The Internal Revenue Code (“IRC”) does not describe what a retirement plan can invest in, only what it cannot invest in. Internal Revenue Code Sections 408 & 4975 prohibits Disqualified Persons from engaging in certain type of transactions. The purpose of these rules is to encourage the use of retirement accounts for accumulation of retirement savings and to prohibit those in control of the retirement account from taking advantage of the tax benefits for their personal account.
With the rough start to 2016 for the world stock markets, alternative asset investments, such as real estate, have become more attractive to many retirement account holders. However, what many retirement account investors are not aware of is that hidden in the tax code is a noteworthy provision that allows a 401(k) plan to purchase real estate with leverage without triggering a tax. Let me explain further.
In general, when it comes to using a retirement account to make investments, most are exempt from federal income tax. This is because a retirement account is exempt from tax pursuant to IRC Sections 401 and 408. IRC Section 512 of the Internal Revenue Codes exempt most forms of investment income generated by an IRA from taxation. Some examples of the exempt type of income include: interest from loans, dividends, annuities, royalties, most rentals from real estate, and gains/losses from the sale of real estate. Whereas, the type of income that generally could subject a retirement account to UBTI is income generated from the following sources:
• Income from the operations of an active trade or business – i.e. a restaurant, gas station, store, etc.
• Business income generated via a passthrough entity, such as an LLC or partnership
• Using a nonrecourse loan to purchase a property (in the case of an IRA)

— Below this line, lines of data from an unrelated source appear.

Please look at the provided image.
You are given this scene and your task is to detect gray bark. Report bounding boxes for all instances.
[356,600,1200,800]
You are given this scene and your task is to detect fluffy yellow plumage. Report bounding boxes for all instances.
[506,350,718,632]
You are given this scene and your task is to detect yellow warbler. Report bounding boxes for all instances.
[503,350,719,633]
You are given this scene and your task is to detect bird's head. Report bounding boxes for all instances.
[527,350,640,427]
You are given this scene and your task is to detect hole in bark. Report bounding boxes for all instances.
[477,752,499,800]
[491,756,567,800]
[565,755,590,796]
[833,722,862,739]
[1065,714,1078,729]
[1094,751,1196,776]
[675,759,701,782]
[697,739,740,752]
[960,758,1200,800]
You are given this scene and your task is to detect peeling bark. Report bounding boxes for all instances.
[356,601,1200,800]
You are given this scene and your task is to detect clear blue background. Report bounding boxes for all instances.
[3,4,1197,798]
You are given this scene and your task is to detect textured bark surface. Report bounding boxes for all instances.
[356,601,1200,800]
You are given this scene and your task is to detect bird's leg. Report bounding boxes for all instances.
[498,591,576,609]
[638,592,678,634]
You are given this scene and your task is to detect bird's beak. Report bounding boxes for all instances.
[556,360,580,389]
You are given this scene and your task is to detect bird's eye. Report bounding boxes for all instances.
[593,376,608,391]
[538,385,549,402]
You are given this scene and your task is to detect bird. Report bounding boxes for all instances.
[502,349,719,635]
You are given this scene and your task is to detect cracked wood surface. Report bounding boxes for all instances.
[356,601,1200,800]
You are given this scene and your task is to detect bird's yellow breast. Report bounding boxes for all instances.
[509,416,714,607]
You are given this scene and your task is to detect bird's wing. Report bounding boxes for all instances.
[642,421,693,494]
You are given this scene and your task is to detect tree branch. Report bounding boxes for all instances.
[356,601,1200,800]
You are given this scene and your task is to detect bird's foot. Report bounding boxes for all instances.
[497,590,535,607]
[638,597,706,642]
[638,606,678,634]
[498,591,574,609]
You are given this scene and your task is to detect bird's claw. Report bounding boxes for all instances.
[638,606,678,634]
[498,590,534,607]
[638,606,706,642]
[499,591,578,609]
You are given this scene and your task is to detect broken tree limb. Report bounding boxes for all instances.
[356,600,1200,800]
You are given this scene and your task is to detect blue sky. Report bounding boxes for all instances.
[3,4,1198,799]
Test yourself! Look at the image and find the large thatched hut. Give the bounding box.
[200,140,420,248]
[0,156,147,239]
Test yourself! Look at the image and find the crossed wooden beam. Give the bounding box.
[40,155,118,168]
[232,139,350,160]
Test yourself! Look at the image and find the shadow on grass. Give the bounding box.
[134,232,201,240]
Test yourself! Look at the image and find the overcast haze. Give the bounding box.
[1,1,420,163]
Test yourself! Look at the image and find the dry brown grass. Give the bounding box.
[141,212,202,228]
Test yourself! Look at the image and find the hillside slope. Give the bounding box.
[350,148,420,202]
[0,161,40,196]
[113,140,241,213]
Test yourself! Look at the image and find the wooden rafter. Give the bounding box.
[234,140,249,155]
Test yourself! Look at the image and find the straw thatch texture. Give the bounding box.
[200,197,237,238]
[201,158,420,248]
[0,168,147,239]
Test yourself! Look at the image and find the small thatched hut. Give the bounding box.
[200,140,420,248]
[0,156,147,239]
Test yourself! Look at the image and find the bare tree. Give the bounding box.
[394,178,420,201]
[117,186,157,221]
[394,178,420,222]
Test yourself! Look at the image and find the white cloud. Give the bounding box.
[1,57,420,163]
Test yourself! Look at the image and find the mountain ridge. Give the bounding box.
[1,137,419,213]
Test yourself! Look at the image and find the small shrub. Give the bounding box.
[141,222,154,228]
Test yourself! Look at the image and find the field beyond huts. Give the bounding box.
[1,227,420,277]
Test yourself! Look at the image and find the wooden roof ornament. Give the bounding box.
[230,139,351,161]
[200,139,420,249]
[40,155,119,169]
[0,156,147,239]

• Using margin on a stock purchase
These rules can be found under Internal Revenue Code Sections 511-514 and have become known as the Unrelated Business Taxable Income rules or UBTI or UBIT. If the UBTI rules are triggered, the income generated from that activities would generally be subject to close to a 40% tax for 2016. The UBTI rules apply to both IRA and 401(k) plans, however, there is one unique exemption found under IRC 514(c)(9) which would allow a 401(k) plan investment to purchase real estate and use nonrecourse leverage without triggering tax.